Worried academics at a Welsh university are too scared to talk openly to the media about the chaos they say engulfs their institution despite a union code stressing freedom from censorship, The Eye can disclose.
One academic who did not wish to be identified, told us: “Please can you highlight the shambles that is going on inside CMU (Cardiff Metropolitan University) and the uncertainty that we are faced with?”.
The staff member added: “We have no more students studying in Cardiff than we had last year.
“We are being pressed to recruit more students to shore up a deficit in this years applications and there have been a worrying number of dropouts on some courses.
“We have not had any detail about the move of the school of health from Llandaff Campus to Cyncoed Campus, the huge costs of moving labs etc or where those facilities will be situated or what is happening to the school of education.
“We have no detail about the plans or courses for the new school of technology, just a dreamland vision devoid of substance.
“It will be somewhere in the City Centre, but where, and when that will happen….
“What about our students and what about the pressure on our colleagues?
“Morale is on the floor whilst students expectations are rightly very high”.
But the university is defiant.
In October a spokesperson at CMU said: “The University has recruited considerably more students in 2017 than last year, and we have confidence growth in existing courses can be achieved.
“New courses have come on stream in 2017 achieving high levels of recruitment.
“There is a fully developed business plan for the School of Technologies, with a clear vision, rationale and business case.
“The plan has been discussed with all the relevant external stakeholders and 32 companies have endorsed the plan and agreed to be partners in delivering the vision for increasing education provision in new technologies in the capital.
“Given the business sensitivity and specialist nature of the proposal it would not be normal practice to circulate the detail to all staff at this stage.”
But the entire university sector in Wales is in turmoil with disturbing revelations made by The Eye.
We were alone in highlighting the appointment of Steve Chan to Swansea University’s School of Management, after he had been jailed for more than four years by a court in Boston for a massive fraud, yet went on to advise a company where the man in charge also had an interesting history.

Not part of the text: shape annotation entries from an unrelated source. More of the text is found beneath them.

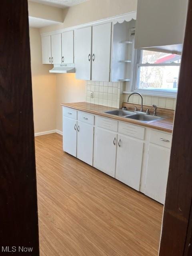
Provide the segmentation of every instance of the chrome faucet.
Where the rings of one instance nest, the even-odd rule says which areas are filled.
[[[128,98],[127,99],[127,102],[129,102],[129,98],[133,94],[138,94],[141,98],[141,112],[143,112],[143,96],[142,96],[142,95],[140,93],[139,93],[139,92],[133,92],[132,93],[131,93],[130,94],[130,95],[129,95],[129,96],[128,97]]]

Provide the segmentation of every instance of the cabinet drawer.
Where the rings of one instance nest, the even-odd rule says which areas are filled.
[[[97,118],[97,125],[102,128],[104,128],[108,130],[117,132],[118,122],[115,120],[112,120],[103,117]]]
[[[152,143],[170,148],[172,140],[172,134],[151,130],[150,141]]]
[[[63,116],[67,116],[73,119],[76,119],[77,111],[72,108],[63,107]]]
[[[87,124],[94,125],[94,116],[87,114],[85,112],[78,111],[77,119],[78,120],[87,123]]]
[[[118,132],[120,133],[132,136],[143,140],[144,139],[145,128],[130,124],[119,122]]]

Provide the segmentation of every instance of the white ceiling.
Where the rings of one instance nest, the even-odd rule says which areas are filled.
[[[64,8],[78,4],[88,0],[30,0],[36,3],[43,4],[51,6]]]
[[[47,26],[60,24],[60,22],[52,20],[44,20],[39,18],[29,16],[29,25],[32,28],[42,28]]]

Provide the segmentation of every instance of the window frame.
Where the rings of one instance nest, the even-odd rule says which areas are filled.
[[[147,50],[146,49],[143,49]],[[176,91],[173,91],[168,90],[148,90],[145,89],[140,89],[138,87],[139,81],[139,70],[140,68],[142,66],[180,66],[180,63],[175,63],[172,62],[170,63],[160,63],[160,64],[150,64],[142,63],[142,52],[143,49],[135,49],[133,65],[133,77],[131,85],[131,91],[132,92],[137,92],[144,94],[148,95],[154,95],[164,97],[166,96],[176,98],[177,93]]]

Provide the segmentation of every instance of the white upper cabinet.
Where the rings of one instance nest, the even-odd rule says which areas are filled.
[[[42,36],[42,62],[43,64],[51,64],[51,36]]]
[[[135,48],[181,52],[188,2],[188,0],[138,0]]]
[[[61,64],[61,34],[51,36],[52,64]]]
[[[63,32],[62,34],[62,64],[73,63],[74,31]]]
[[[111,23],[93,26],[92,80],[109,80],[111,36]]]
[[[91,27],[87,27],[75,31],[75,63],[78,79],[91,79]]]

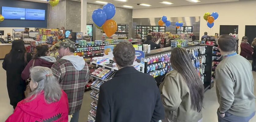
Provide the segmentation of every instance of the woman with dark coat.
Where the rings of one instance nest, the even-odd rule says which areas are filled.
[[[10,104],[15,109],[18,103],[25,98],[26,83],[21,78],[21,72],[31,59],[31,56],[27,52],[22,40],[14,40],[12,43],[12,49],[5,56],[2,66],[6,70]]]
[[[247,60],[251,60],[252,59],[252,54],[253,54],[253,50],[251,45],[248,43],[248,38],[246,36],[243,37],[242,40],[241,46],[241,51],[240,56],[244,57]]]

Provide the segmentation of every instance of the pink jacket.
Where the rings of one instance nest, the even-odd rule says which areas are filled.
[[[5,122],[67,122],[68,120],[68,102],[67,94],[62,94],[58,101],[46,103],[44,92],[35,99],[25,102],[26,99],[18,103],[13,113]]]

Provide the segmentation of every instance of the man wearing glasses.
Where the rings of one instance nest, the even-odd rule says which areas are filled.
[[[65,39],[55,45],[61,58],[53,64],[51,70],[60,87],[67,93],[71,122],[78,122],[86,84],[89,81],[90,70],[83,58],[74,56],[74,42]]]

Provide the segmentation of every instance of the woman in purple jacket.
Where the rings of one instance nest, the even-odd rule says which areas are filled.
[[[253,50],[251,45],[248,43],[248,38],[246,36],[243,37],[241,46],[241,51],[240,56],[243,57],[247,60],[251,60],[252,59]]]
[[[21,73],[21,78],[24,80],[29,78],[29,69],[31,67],[42,66],[50,68],[53,64],[56,62],[56,59],[54,57],[50,56],[51,52],[48,45],[37,46],[36,48],[36,52],[33,59],[28,63]]]

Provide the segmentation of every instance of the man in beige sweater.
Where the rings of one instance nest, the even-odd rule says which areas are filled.
[[[235,51],[236,41],[227,35],[218,40],[221,54],[215,70],[219,122],[248,122],[255,114],[251,65]]]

Chan used details that he still worked in Swansea long after he had left.
We were also the first to report the death of the former controversial head of the school, Nigel Piercy, who was sacked after he described Trade Unionists as “grubby little people”.
Against convention, the death of this former senior member of staff was not marked by the university.
These facts were touched on by our source at CMU who said: “It (CMU) makes the Swansea school of management look well organised in comparison”.
Yet other universities in Wales have also hit the headlines for the wrong reasons.
Aberystwyth University made news when it finally announced it was closing the costly campus on the holiday island of Mauritius.
The Eye showed how furious staff at the university had slammed the campus as a “complete waste of money”, and how its closure came after relentless pressure by us.
It was built to accommodate 2,000 students, but just 106 enrolled in its second year.
We revealed how the cost too of the move had proved contentious.
One member of the university told us then: “Now we know the expensive folly of the Mauritius campus.
“But I bet they don’t apologise.”
The ramifications of the closure of the campus were wide and reached a political level.
The Plaid Cymru Assembly Member (AM) Simon Thomas, himself a former Aberystwyth student, said opening it was “not a wise move”.
A former Vice-Chancellor of Aberystwyth condemned the decision to create it in the first place.
Prof Derec Llwyd Morgan, who ran the university from 1994 to 2004, said the figures showed it was a bad decision to go to a far-flung country.
“The venture is madness”, he said.
CMU has also long been dogged by controversy.
A year ago the university was accused of censoring free speech for banning phrases such as “right-hand man” and “gentleman’s agreement” in favour of more inclusive, gender neutral language.
“Forefathers”, “mankind” and “sportsmanship” were also on the list of 34 words and phrases to be avoided as part of efforts to “embrace cultural diversity” by the university.
But some academics were deeply offended by this move.
Dr Joanna Williams, an academic freedom advocate and University of Kent lecturer, said the ban was “unnecessary”.
She added: “The idea that in a university people need to be dictated to in this way is really insulting to students and academics, we should be able to cope with words”.
CMU’s building policy has also come under fire.
In the month before the university ban was reported, the university withdrew controversial plans to build a huge extension to its campus in a residential suburb of Cardiff after a wave of protests.
Officials had originally submitted details of a seven-storey accommodation block on its Cyncoed campus which would have housed more than 500 students.
There would also have been a forum building, comprising student support services, a social space and a coffee shop, as well as first-floor conference facilities.
Yet neighbours had complained the proposals would have a detrimental impact on those living nearby.
There could also be a detrimental impact following our exclusive revelation of huge concern among academics within CMU.